Fans have been clamoring for the CD release of 1969’s Mothermania – the first Zappa-compiled collection of previously-released Mothers material – for years. This may come as a surprise, since there isn’t a single song here that isn’t represented on the first three Mothers albums. But this album is a clear example of Zappa’s ability to redefine his work through context and subtle changes.

For most listeners, Mothermania will just feel like a best-of set from Freak Out, Absolutely Free and We’re Only In It for the Money. In fact, it’s one of many – reportedly, Zappa assembled this collection because he was tired of seeing his material repackaged without his consent.
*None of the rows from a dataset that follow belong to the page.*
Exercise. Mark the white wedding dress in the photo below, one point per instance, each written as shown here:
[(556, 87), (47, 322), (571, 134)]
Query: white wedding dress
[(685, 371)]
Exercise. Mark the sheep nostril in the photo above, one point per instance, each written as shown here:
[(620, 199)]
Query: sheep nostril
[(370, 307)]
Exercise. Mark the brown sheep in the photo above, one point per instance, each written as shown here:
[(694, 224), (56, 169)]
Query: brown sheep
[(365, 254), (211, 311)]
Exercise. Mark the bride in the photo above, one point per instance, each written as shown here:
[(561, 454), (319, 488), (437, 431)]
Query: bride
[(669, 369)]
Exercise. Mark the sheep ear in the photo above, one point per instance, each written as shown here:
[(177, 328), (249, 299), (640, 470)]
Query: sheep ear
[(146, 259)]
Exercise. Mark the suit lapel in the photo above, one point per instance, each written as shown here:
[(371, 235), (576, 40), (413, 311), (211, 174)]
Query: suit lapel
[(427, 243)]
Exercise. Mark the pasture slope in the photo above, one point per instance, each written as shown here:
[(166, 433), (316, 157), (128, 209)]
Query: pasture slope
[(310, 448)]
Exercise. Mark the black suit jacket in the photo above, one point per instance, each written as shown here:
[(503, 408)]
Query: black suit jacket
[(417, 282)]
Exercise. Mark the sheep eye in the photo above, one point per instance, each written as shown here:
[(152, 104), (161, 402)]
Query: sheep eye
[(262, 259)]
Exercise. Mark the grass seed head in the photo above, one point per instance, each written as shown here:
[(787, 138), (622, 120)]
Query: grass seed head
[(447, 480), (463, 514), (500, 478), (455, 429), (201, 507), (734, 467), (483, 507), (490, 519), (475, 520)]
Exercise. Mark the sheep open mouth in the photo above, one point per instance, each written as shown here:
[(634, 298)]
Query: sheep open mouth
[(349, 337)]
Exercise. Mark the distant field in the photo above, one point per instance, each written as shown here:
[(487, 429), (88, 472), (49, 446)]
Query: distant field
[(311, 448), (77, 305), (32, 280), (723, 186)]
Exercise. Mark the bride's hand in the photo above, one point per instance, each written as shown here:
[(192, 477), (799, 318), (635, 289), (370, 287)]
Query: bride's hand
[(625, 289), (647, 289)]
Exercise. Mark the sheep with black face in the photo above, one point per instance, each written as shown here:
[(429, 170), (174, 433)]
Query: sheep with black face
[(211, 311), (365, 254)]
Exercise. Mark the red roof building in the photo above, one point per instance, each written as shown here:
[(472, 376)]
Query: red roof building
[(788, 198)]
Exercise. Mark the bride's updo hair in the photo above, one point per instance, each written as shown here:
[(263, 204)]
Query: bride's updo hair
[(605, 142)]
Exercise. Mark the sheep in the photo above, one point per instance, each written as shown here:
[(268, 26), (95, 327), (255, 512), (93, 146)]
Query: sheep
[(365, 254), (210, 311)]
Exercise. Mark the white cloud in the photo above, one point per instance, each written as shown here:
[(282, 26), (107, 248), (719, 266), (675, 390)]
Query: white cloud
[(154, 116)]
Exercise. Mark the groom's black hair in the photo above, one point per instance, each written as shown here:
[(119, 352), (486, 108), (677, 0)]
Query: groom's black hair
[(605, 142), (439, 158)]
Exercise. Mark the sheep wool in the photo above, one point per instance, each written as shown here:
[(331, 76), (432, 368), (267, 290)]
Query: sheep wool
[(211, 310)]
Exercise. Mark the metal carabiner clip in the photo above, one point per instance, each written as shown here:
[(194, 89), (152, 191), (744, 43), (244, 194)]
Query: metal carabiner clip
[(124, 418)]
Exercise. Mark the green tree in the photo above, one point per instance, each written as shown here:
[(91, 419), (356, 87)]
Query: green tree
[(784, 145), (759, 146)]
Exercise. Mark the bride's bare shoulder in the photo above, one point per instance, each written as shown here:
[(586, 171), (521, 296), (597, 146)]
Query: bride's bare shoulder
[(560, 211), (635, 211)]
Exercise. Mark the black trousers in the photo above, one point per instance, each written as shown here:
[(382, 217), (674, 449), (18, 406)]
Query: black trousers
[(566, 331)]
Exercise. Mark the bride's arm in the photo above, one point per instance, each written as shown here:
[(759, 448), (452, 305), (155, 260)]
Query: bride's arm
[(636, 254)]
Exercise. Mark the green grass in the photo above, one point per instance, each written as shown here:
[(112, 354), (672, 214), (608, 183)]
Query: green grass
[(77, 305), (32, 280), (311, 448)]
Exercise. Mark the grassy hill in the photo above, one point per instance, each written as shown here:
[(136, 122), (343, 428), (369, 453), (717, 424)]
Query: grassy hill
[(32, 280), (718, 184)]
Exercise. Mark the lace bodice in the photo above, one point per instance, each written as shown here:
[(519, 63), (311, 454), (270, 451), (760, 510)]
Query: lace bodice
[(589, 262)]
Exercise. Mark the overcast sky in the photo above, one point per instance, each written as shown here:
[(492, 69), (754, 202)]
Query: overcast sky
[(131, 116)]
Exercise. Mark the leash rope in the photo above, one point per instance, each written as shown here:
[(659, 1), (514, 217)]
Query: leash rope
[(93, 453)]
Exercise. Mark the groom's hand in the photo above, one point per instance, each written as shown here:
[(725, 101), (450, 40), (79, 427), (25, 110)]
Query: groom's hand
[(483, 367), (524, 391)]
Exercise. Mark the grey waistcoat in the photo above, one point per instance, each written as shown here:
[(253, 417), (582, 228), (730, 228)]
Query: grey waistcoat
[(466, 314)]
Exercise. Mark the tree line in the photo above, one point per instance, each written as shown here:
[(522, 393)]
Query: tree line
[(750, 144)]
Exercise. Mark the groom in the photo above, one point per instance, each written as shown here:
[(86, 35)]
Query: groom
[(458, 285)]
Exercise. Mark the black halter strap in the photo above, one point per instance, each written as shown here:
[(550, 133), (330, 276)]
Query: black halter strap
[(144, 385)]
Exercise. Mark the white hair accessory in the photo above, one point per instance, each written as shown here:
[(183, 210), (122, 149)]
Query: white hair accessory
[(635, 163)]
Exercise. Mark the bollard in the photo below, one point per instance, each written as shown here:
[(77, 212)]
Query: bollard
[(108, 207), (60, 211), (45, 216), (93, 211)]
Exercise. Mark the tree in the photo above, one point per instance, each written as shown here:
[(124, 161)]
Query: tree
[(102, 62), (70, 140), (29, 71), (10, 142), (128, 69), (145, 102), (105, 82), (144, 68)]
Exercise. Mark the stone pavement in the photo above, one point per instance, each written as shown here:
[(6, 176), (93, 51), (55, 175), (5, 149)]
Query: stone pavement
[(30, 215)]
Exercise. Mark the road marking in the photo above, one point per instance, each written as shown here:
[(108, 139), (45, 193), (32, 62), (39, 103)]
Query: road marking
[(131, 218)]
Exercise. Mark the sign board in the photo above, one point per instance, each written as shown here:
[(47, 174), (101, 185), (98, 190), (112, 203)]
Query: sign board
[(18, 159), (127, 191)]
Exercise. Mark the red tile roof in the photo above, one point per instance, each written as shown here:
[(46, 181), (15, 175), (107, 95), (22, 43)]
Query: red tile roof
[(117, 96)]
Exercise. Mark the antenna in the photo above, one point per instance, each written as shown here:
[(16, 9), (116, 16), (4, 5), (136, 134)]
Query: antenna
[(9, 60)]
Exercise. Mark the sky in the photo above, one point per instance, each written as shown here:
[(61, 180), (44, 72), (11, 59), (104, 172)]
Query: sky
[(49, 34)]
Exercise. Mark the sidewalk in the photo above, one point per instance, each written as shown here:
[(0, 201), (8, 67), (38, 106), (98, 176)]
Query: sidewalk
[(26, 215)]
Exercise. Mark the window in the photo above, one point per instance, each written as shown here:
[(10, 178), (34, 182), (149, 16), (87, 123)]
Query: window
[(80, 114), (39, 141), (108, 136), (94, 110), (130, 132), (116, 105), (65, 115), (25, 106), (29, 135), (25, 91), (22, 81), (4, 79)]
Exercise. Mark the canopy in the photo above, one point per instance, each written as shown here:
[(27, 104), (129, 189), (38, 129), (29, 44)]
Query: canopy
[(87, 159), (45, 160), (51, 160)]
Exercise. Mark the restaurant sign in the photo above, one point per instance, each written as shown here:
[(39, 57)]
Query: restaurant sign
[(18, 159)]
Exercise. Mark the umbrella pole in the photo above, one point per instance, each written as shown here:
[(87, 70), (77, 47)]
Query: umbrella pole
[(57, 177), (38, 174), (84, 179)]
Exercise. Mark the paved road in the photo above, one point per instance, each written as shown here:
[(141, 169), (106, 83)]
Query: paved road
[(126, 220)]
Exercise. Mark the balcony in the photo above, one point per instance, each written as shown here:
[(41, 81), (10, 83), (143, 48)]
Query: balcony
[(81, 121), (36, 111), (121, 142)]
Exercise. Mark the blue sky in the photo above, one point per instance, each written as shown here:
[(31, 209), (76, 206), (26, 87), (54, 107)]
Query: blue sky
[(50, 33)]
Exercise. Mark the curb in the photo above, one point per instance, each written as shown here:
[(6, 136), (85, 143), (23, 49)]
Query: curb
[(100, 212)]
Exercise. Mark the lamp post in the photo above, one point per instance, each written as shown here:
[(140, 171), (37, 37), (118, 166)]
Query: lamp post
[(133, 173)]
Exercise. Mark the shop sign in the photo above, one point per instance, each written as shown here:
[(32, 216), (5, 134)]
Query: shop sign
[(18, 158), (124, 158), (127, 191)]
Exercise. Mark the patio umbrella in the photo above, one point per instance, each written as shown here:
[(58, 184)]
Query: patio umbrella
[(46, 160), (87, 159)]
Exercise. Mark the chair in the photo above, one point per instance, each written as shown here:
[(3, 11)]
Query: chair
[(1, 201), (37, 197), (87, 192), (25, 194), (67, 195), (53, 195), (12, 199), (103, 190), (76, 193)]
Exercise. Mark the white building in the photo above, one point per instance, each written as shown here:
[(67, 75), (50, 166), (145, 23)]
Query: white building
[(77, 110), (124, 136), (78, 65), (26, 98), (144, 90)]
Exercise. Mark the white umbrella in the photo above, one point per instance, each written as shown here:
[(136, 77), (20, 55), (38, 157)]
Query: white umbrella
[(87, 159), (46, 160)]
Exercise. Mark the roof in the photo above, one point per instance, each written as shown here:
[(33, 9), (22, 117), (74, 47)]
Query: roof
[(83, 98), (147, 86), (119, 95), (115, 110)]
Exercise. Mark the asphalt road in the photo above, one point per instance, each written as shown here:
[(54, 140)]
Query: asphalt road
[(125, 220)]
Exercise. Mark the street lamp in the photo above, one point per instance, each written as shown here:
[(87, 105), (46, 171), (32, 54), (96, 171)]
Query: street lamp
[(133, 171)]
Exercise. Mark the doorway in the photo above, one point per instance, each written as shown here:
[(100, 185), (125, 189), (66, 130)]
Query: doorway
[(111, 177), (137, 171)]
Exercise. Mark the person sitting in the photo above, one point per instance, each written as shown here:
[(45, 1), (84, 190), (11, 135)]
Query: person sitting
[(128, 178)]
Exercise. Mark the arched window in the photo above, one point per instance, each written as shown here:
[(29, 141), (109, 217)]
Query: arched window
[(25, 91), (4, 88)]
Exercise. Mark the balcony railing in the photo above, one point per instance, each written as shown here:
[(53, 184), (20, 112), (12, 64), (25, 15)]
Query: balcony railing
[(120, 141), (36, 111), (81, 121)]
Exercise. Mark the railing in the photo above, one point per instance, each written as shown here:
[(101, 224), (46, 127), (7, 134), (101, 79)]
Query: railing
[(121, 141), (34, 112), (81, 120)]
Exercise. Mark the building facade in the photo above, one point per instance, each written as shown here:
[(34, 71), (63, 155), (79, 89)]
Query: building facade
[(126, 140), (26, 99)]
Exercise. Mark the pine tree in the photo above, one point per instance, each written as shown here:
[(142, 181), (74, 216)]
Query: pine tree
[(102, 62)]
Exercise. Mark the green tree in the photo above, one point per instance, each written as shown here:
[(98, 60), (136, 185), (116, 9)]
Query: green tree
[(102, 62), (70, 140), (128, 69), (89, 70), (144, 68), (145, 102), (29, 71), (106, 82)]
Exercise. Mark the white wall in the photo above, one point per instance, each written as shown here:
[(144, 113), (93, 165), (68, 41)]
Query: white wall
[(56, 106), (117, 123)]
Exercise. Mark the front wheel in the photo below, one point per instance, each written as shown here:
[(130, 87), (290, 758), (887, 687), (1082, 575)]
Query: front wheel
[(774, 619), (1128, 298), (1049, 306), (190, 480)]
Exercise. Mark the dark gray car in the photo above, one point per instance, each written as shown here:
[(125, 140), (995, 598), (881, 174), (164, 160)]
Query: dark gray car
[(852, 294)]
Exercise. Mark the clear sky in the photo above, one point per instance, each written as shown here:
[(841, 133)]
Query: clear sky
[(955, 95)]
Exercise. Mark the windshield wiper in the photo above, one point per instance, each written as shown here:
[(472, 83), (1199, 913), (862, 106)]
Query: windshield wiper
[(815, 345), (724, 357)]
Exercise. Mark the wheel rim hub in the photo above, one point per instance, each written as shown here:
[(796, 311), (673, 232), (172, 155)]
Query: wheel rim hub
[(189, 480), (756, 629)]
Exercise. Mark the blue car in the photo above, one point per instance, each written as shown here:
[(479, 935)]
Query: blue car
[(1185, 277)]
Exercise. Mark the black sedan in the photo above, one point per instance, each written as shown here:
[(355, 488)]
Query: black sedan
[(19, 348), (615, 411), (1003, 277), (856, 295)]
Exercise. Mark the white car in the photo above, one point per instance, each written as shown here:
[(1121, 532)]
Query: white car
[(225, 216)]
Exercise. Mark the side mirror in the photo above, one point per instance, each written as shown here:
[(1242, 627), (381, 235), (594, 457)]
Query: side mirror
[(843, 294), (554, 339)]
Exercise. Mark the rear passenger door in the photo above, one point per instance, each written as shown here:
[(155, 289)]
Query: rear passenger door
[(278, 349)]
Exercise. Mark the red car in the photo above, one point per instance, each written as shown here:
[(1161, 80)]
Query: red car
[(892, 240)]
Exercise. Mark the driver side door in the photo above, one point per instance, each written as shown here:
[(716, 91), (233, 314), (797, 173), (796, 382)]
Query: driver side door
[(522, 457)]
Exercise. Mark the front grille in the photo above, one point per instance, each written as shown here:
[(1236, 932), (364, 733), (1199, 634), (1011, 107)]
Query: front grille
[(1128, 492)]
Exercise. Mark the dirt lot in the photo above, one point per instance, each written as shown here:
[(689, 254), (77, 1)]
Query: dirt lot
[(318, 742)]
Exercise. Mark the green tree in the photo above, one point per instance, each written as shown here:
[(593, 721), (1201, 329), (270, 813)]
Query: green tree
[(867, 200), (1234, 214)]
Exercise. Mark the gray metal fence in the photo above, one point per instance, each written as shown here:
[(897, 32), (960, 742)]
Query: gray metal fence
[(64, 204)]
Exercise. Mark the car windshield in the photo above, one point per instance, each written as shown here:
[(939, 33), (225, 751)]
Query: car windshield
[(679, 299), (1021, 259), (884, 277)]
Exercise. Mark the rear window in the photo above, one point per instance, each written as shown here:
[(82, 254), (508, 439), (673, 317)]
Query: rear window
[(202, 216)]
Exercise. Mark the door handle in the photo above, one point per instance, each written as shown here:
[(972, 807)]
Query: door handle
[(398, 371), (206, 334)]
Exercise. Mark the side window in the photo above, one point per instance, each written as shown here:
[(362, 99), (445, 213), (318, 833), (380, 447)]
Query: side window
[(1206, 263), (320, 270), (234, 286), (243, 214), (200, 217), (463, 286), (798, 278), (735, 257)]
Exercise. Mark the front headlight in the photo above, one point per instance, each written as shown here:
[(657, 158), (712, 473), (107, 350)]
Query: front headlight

This is Zappa’s idea of the best of the early Mothers, and just for that insight, it’s fascinating for fans. (Opening with the audacious and offensive “Brown Shoes Don’t Make It” is like throwing down a gauntlet, and including “It Can’t Happen Here” over other, more palatable Freak Out songs shows that Zappa’s heart is with his more difficult pieces.)

For the casual listener, though, Mothermania might seem redundant. Much of it is, but there are several reasons that Zappa fans clamored for this album’s release, a request finally granted in 2012. Here’s what you can get here that you can’t get elsewhere:

·       The original, uncensored version of “Mother People,” without the spliced-in string interlude.
·       The shorter version of “Call Any Vegetable,” without the lengthy jam (“Invocation and Ritual Dance of the Young Pumpkin”).
·       A completely new version of “The Idiot Bastard Son,” with an emphasis on piano.
·       The original vinyl mixes of Freak Out and Absolutely Free material, which remained unavailable on CD for years. (The original forms of both albums are now available elsewhere.)

If that’s not enough to entice you into buying the album, no harm done. Mothermania’s release last year was an event in the Zappa fan universe, and the album does offer an interesting perspective on some familiar work. But like any compilation, its worth is in the eye (and the wallet) of the beholder.

Rating: Skippable.

Which version to buy: Well, if you’re looking for a CD, there’s only one – the 2012 Zappa/Universal release. It’s identical to the original 1969 vinyl, and it sounds great.